Всего вам хорошего. Извините за обиды — намеренные и нечаянные. И спасибо за рябиновку.
Вадим Л.».
Выполняя просьбу Вадима, Арон Тишман аккуратно разослал копии рукописи во все указанные адреса. Но рукопись так и не была опубликована. Ею не заинтересовались нигде — ни в России, ни в Израиле, ни в Соединенных Штатах.
Я с завистью гляжу на зверя, ни мыслям, ни делам не веря, умов произошла потеря, бороться нет причины.
Александр Введенский, «Элегия»
— Несправедливо, я согласна, даже возмутительно. Но что тут можно сделать?

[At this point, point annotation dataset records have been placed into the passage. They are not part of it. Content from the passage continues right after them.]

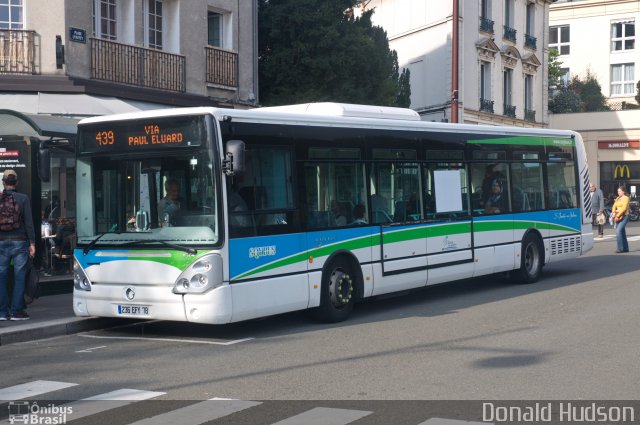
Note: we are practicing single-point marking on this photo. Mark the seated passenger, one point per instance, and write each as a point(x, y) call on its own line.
point(339, 218)
point(497, 202)
point(359, 212)
point(170, 204)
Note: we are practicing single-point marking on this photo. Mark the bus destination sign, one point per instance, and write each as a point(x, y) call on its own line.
point(141, 135)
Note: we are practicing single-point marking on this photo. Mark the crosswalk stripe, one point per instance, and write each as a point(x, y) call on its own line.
point(199, 413)
point(325, 416)
point(441, 421)
point(107, 401)
point(31, 389)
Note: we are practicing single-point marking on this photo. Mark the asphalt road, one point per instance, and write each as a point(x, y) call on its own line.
point(572, 336)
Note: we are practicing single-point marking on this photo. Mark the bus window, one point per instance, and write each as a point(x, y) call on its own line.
point(261, 199)
point(562, 185)
point(442, 184)
point(490, 186)
point(527, 187)
point(334, 192)
point(395, 186)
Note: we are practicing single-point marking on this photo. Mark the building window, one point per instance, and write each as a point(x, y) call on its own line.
point(486, 103)
point(559, 38)
point(154, 24)
point(11, 14)
point(104, 18)
point(529, 113)
point(509, 109)
point(215, 24)
point(622, 79)
point(486, 24)
point(531, 16)
point(623, 35)
point(566, 75)
point(509, 30)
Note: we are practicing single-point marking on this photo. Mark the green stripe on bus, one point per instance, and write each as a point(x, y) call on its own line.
point(406, 235)
point(527, 141)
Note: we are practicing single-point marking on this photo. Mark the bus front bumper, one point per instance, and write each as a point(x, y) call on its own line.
point(154, 303)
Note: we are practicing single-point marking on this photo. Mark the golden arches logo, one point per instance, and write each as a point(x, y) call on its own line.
point(622, 170)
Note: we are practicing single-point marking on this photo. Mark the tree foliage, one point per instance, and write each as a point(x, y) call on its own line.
point(581, 95)
point(555, 71)
point(318, 50)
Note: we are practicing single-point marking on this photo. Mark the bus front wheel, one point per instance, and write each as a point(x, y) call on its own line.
point(531, 261)
point(338, 292)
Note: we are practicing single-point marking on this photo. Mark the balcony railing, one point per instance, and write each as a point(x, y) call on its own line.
point(486, 25)
point(17, 52)
point(530, 41)
point(510, 33)
point(486, 105)
point(222, 66)
point(509, 110)
point(137, 66)
point(529, 114)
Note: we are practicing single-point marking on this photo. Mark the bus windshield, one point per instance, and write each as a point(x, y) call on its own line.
point(149, 200)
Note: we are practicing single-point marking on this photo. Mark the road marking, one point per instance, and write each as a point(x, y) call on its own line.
point(325, 416)
point(191, 341)
point(90, 350)
point(108, 401)
point(199, 413)
point(441, 421)
point(31, 389)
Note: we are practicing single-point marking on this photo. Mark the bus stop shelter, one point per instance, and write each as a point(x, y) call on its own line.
point(40, 148)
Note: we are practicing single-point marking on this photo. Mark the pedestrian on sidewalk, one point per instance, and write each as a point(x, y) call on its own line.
point(597, 207)
point(17, 241)
point(620, 214)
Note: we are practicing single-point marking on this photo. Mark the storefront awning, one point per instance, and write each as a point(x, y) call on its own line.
point(13, 123)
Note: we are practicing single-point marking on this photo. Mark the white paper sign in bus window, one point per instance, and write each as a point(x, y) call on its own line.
point(448, 190)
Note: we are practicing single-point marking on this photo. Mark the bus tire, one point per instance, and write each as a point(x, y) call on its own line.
point(531, 260)
point(338, 291)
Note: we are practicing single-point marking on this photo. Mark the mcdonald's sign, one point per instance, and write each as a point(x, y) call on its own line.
point(622, 170)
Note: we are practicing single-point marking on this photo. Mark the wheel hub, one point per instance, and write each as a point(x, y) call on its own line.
point(340, 288)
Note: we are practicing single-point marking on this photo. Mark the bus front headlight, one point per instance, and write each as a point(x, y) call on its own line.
point(80, 280)
point(201, 276)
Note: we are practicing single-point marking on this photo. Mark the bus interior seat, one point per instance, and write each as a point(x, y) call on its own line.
point(381, 217)
point(319, 219)
point(400, 211)
point(346, 207)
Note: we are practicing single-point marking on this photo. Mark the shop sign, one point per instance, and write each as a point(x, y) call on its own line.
point(619, 144)
point(621, 170)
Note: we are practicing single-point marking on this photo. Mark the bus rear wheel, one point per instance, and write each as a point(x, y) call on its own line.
point(531, 261)
point(338, 292)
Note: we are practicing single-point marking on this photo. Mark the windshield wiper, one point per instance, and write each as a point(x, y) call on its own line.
point(191, 251)
point(87, 248)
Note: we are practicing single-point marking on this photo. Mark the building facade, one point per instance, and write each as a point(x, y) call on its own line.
point(78, 58)
point(90, 57)
point(598, 36)
point(502, 61)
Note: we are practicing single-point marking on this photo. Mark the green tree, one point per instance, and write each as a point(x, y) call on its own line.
point(590, 92)
point(318, 50)
point(555, 71)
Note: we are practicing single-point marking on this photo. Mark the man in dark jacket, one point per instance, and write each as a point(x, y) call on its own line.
point(17, 240)
point(597, 206)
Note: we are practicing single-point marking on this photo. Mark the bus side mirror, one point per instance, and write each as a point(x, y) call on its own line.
point(234, 158)
point(44, 164)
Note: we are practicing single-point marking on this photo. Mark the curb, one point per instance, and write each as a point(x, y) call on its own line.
point(59, 327)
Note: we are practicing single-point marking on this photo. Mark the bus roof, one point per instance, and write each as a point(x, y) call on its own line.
point(335, 115)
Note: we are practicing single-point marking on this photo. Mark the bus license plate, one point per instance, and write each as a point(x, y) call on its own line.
point(133, 310)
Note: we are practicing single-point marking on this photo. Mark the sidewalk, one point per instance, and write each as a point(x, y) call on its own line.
point(51, 315)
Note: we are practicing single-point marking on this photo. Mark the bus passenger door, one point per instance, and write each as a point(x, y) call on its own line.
point(396, 206)
point(449, 244)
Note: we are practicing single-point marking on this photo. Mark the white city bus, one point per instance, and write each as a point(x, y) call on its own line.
point(312, 207)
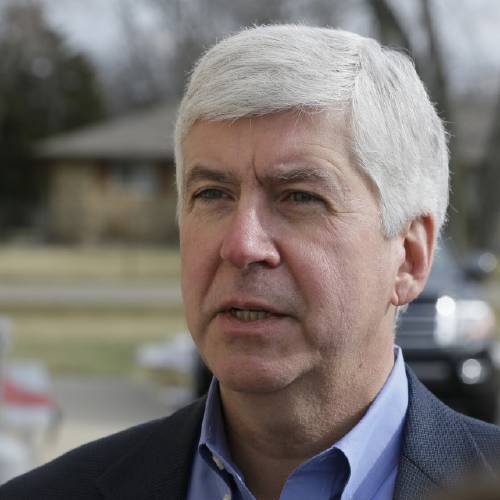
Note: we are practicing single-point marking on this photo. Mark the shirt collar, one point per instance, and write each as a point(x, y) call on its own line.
point(371, 448)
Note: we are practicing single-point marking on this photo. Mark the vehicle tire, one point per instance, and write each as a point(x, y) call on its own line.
point(202, 378)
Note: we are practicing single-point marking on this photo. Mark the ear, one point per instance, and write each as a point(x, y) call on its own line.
point(418, 250)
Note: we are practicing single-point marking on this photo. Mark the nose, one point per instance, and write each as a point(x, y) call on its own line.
point(247, 240)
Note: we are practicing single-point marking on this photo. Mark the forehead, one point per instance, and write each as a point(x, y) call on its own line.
point(271, 141)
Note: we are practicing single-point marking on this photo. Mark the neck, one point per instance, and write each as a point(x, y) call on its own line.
point(271, 434)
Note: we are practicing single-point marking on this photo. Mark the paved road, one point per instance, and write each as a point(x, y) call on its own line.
point(93, 408)
point(91, 294)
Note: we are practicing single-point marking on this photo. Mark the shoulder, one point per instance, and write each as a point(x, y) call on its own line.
point(74, 474)
point(440, 438)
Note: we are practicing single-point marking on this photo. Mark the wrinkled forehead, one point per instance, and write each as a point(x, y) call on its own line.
point(287, 127)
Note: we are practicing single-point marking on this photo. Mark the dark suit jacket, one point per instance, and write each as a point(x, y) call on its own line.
point(153, 460)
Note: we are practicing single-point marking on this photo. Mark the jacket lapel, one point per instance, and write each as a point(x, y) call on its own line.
point(437, 446)
point(158, 468)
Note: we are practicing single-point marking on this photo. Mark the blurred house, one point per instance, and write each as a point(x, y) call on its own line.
point(113, 181)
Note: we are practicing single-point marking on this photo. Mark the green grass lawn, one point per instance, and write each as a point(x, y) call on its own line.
point(78, 340)
point(99, 341)
point(68, 264)
point(90, 343)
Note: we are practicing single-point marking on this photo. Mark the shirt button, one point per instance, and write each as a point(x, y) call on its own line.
point(219, 464)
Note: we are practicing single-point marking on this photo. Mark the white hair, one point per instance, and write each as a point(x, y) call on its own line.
point(398, 140)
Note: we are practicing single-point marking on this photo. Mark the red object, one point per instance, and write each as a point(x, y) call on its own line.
point(16, 395)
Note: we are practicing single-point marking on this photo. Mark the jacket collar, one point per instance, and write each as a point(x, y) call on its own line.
point(159, 467)
point(437, 446)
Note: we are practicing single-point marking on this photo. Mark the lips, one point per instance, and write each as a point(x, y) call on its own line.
point(247, 311)
point(249, 314)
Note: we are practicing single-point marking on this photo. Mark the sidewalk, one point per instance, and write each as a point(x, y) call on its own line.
point(91, 294)
point(94, 408)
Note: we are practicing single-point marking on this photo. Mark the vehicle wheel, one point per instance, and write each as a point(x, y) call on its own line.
point(202, 378)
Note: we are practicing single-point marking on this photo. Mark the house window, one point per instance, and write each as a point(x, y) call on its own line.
point(137, 178)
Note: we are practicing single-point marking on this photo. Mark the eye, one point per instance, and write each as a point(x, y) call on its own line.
point(210, 194)
point(302, 197)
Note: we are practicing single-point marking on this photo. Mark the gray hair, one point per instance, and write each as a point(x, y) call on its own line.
point(398, 140)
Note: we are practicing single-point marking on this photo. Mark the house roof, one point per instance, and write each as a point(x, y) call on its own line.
point(150, 135)
point(142, 135)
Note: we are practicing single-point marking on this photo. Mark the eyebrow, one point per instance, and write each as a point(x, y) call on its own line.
point(283, 176)
point(201, 173)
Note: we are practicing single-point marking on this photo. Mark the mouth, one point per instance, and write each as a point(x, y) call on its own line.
point(248, 314)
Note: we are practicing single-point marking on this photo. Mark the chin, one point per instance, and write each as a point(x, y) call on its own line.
point(250, 379)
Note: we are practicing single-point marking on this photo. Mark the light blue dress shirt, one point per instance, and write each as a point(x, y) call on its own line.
point(362, 465)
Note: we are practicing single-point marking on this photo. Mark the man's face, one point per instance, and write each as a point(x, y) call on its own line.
point(285, 273)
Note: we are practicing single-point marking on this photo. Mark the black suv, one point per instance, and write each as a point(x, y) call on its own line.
point(448, 337)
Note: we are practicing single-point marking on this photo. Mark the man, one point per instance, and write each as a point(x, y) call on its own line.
point(313, 182)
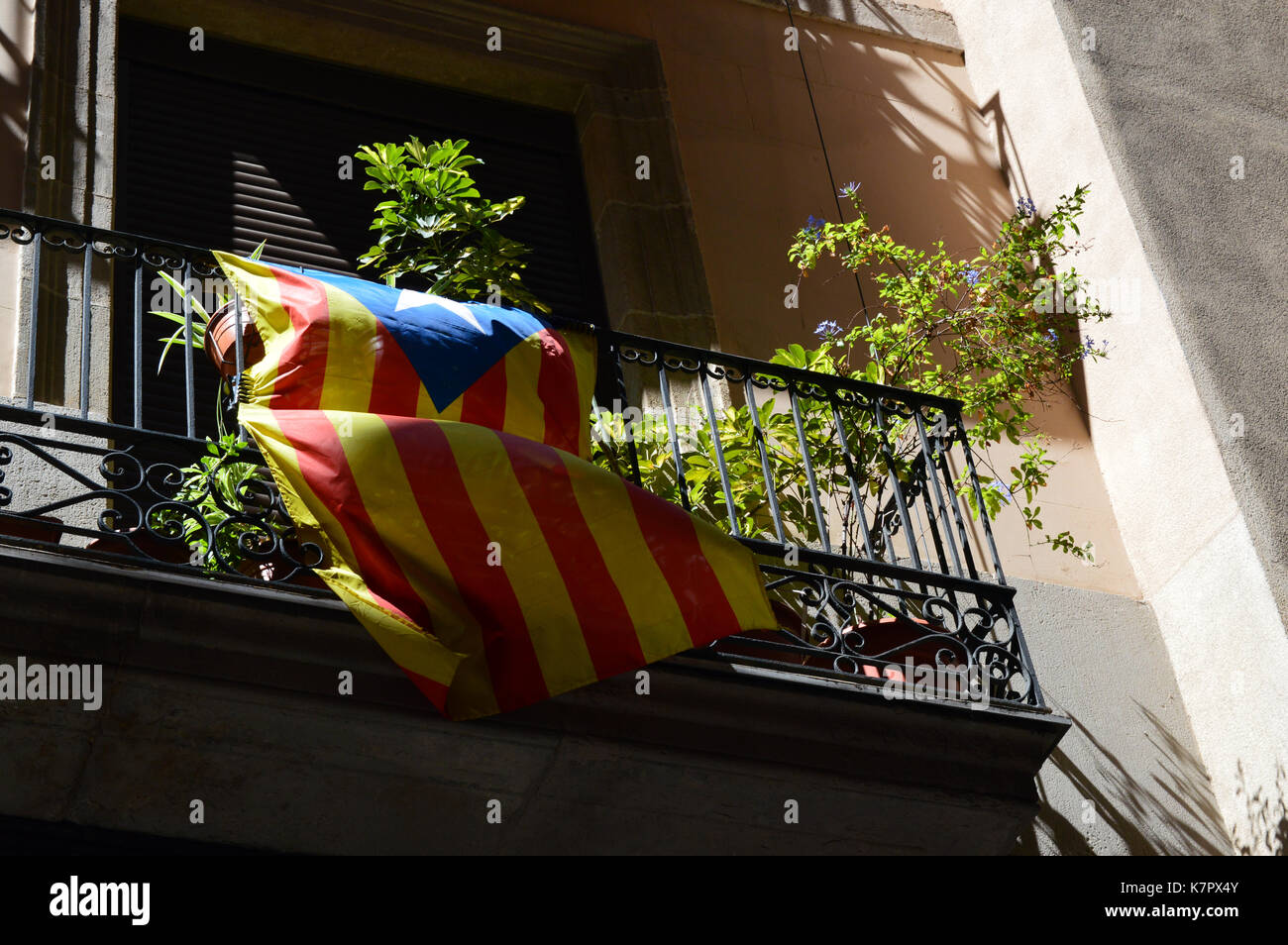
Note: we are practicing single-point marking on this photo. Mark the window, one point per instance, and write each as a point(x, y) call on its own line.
point(236, 145)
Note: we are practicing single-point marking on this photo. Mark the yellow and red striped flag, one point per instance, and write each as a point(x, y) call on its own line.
point(436, 451)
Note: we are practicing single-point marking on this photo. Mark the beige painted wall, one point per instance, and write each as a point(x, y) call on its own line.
point(755, 171)
point(1183, 528)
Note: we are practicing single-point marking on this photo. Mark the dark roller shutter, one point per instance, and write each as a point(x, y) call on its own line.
point(236, 145)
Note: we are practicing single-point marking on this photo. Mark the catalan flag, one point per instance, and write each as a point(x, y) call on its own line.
point(437, 452)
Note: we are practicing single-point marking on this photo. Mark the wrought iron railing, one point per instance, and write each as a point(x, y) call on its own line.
point(862, 502)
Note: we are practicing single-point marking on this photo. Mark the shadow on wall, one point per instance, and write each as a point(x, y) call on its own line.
point(1172, 814)
point(13, 108)
point(1266, 829)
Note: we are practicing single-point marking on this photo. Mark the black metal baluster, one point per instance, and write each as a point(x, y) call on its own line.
point(35, 316)
point(240, 361)
point(855, 492)
point(771, 492)
point(979, 497)
point(896, 485)
point(809, 472)
point(931, 481)
point(609, 351)
point(86, 318)
point(720, 464)
point(958, 518)
point(138, 342)
point(191, 406)
point(670, 428)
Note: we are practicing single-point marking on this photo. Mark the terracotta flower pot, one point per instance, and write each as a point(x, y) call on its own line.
point(42, 528)
point(222, 340)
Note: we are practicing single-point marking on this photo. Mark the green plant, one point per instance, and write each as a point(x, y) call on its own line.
point(200, 316)
point(438, 226)
point(219, 486)
point(986, 331)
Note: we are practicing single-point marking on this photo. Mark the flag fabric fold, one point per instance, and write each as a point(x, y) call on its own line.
point(437, 452)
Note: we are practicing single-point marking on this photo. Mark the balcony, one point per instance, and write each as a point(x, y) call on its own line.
point(861, 502)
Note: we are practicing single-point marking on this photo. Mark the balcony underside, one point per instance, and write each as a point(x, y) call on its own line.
point(228, 694)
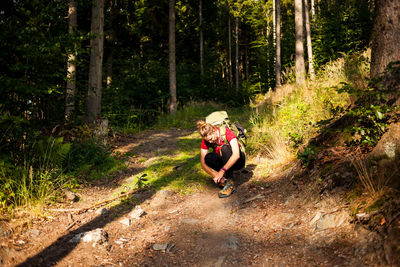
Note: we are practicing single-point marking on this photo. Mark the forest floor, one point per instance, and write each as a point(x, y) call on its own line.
point(259, 225)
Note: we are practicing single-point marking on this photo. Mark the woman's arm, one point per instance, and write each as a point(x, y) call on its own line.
point(232, 160)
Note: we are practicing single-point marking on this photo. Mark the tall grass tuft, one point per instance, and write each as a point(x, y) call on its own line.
point(36, 180)
point(373, 182)
point(285, 119)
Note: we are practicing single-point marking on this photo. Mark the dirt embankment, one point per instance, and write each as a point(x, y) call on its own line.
point(271, 222)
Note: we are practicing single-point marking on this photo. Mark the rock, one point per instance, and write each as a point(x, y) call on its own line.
point(259, 196)
point(71, 196)
point(125, 221)
point(34, 233)
point(190, 221)
point(160, 199)
point(160, 246)
point(231, 243)
point(331, 220)
point(101, 211)
point(136, 213)
point(392, 244)
point(386, 153)
point(219, 261)
point(316, 217)
point(96, 237)
point(5, 229)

Лиля стояла посреди кухни с кастрюлей в руках. Она несла кастрюлю к плите, когда несколько минут назад Арнольд вернулся домой и, не снимая пальто, побежал в кухню. Увидев его лицо, Лиля охнула и спросила: «Что случилось?» И пока он, нервничая и сбиваясь, метался по кухне и пересказывал новости, она так и стояла с кастрюлей в руках.
— Что тут можно сделать? — повторила Лиля.
— Не знаю. То есть конкретно не знаю, но что-то делать надо. Терпеть такое невозможно!